Often, with phantom-powered mics, notably ones with back-electret capsules with integrated FET buffer, the buffer and level shifter circuit is the culprit, not the mic capsule proper.

I would even be willing to go out on a limb and say "always". Condenser capsules tend to be quite decidedly dominant H3, while an ideal JFET common source amplifier will generate pure H2. It takes considerable degeneration (see Linkwitz mod which converts common source to source follower) or other trickery (see John Conover's technique) to tame the H2 in common electret capsules.

Mics with little space for electronics may also err on the side of less circuit complexity and stick with something single-ended, while this is much less of a concern for classic side address LDCs which regularly ship with "Schoeps-style" circuitry. I would generally expect better linearity from a cheap LDC than a cheap pencil condenser.

Side note, if the M23 hits -55 dB H2 at 105 dB SPL, one would expect 0.5% at 113 dB and 1% at 119 dB. Not terrible, not great. Either the spec of 140 dB "Peak Acoustic Input" means "never subject it to more than that" or "highest level with some semblance of linearity" (neither of which would be considered standard - you generally see a level spec for either 1% or 0.5% THD), or the mic under test may not be meeting spec for whatever reason. (Bad solder joints, tarnished contacts, ...)

PS - The M2010 is specified for 145 dB @ 3% THD. Conservatively assuming that this is still dominant H2 (which it very well may not be), this extrapolates to 0.03% (-70 dBr) at 105 dB. Which in turn would be quite in line with measured results.

 

[bmc0]

Condenser capsules tend to be quite decidedly dominant H3

Which microphones are you referring to? Most measurement/laboratory mics have a single diaphragm and single backplate, so H2 should dominate:

(From the B&K Microphone Handbook, Vol. 1 [BE 1447–12], chapter 2, page 42)

 

[BerndH]

If you are asking about the no-EQ harmonic distortion, below is the HD from an uncompensated sweep.
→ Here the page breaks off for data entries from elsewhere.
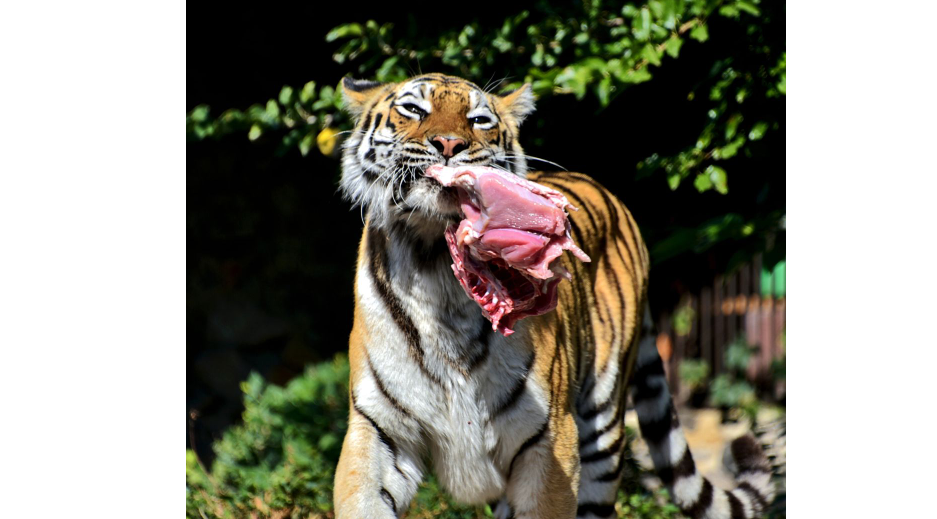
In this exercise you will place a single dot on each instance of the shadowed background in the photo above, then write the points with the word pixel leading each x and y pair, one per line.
pixel 271 245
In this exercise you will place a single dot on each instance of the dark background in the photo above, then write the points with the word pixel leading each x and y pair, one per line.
pixel 271 245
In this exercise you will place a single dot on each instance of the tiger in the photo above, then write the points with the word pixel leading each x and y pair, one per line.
pixel 533 423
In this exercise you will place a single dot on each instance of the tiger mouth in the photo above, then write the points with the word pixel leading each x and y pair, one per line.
pixel 504 250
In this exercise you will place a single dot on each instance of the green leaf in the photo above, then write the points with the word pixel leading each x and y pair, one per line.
pixel 673 180
pixel 700 33
pixel 603 89
pixel 273 109
pixel 651 54
pixel 344 31
pixel 673 46
pixel 641 26
pixel 286 95
pixel 702 182
pixel 748 8
pixel 199 114
pixel 308 93
pixel 718 177
pixel 255 132
pixel 758 131
pixel 306 144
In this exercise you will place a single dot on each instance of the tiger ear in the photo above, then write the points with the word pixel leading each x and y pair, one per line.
pixel 519 103
pixel 357 93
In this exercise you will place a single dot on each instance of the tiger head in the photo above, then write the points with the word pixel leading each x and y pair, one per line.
pixel 403 128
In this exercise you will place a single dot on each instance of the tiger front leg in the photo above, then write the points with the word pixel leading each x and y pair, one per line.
pixel 376 477
pixel 543 478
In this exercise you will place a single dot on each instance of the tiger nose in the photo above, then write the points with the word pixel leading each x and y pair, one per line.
pixel 448 146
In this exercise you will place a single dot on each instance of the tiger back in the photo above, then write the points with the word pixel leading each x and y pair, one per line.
pixel 532 423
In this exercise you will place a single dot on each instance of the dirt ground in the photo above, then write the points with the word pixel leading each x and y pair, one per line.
pixel 708 438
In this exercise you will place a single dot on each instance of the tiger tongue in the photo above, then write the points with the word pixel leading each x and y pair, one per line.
pixel 503 250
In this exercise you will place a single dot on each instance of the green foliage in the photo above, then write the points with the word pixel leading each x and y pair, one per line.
pixel 295 116
pixel 694 373
pixel 593 48
pixel 280 461
pixel 730 390
pixel 283 456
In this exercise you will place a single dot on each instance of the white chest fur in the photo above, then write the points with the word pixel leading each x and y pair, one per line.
pixel 440 381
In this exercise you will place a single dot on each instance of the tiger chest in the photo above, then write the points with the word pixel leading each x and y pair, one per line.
pixel 481 423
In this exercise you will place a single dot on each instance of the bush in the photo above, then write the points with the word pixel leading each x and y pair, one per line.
pixel 280 461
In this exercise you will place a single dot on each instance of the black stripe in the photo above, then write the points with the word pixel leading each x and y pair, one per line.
pixel 755 495
pixel 378 267
pixel 643 391
pixel 705 499
pixel 748 454
pixel 381 435
pixel 685 468
pixel 385 439
pixel 367 120
pixel 655 367
pixel 515 393
pixel 383 389
pixel 605 453
pixel 593 412
pixel 613 475
pixel 359 85
pixel 527 444
pixel 597 509
pixel 390 499
pixel 738 511
pixel 654 431
pixel 596 434
pixel 616 226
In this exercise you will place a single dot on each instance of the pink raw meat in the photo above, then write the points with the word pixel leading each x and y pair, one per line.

If you compare it with the one from my first post, you can see CD performs worse at low frequencies here and worse than VD, largely because the driver has high impedance near resonance so it is being push much harder there.

Big respect for speaking out!

Best regards
Bernd

 

[siarez]

I got around to do multi-tone testing of the Monitor Audio Bronze 50. (My measurement is similar to Klippel's here.)

I converted one of the speakers using my amp to be fully active. i.e. one channel for the woofer and one channel for the tweeter with DSP crossover/EQ to match the passive crossover.
The other speaker is unmodified.
I developed a Python script for QA403 to make sure the tone amplitudes match between measurements.
The plot below shows the spectrum of the recorded signals from the mic for both speakers.
Blue is the unmodified passive speakers and orange is the bi-amped current driven speaker.
If you look closely you see that the amplitude of the stimulus tones matches perfectly (except for the few tones above 15kHz)

To make the differences easier to see, I wrote some code to remove the stimulus tones (leaving only noise and distortion), and then apply smoothing.
That is the plot below:

We see significant improvement in the midrange where our ears are the most sensitive.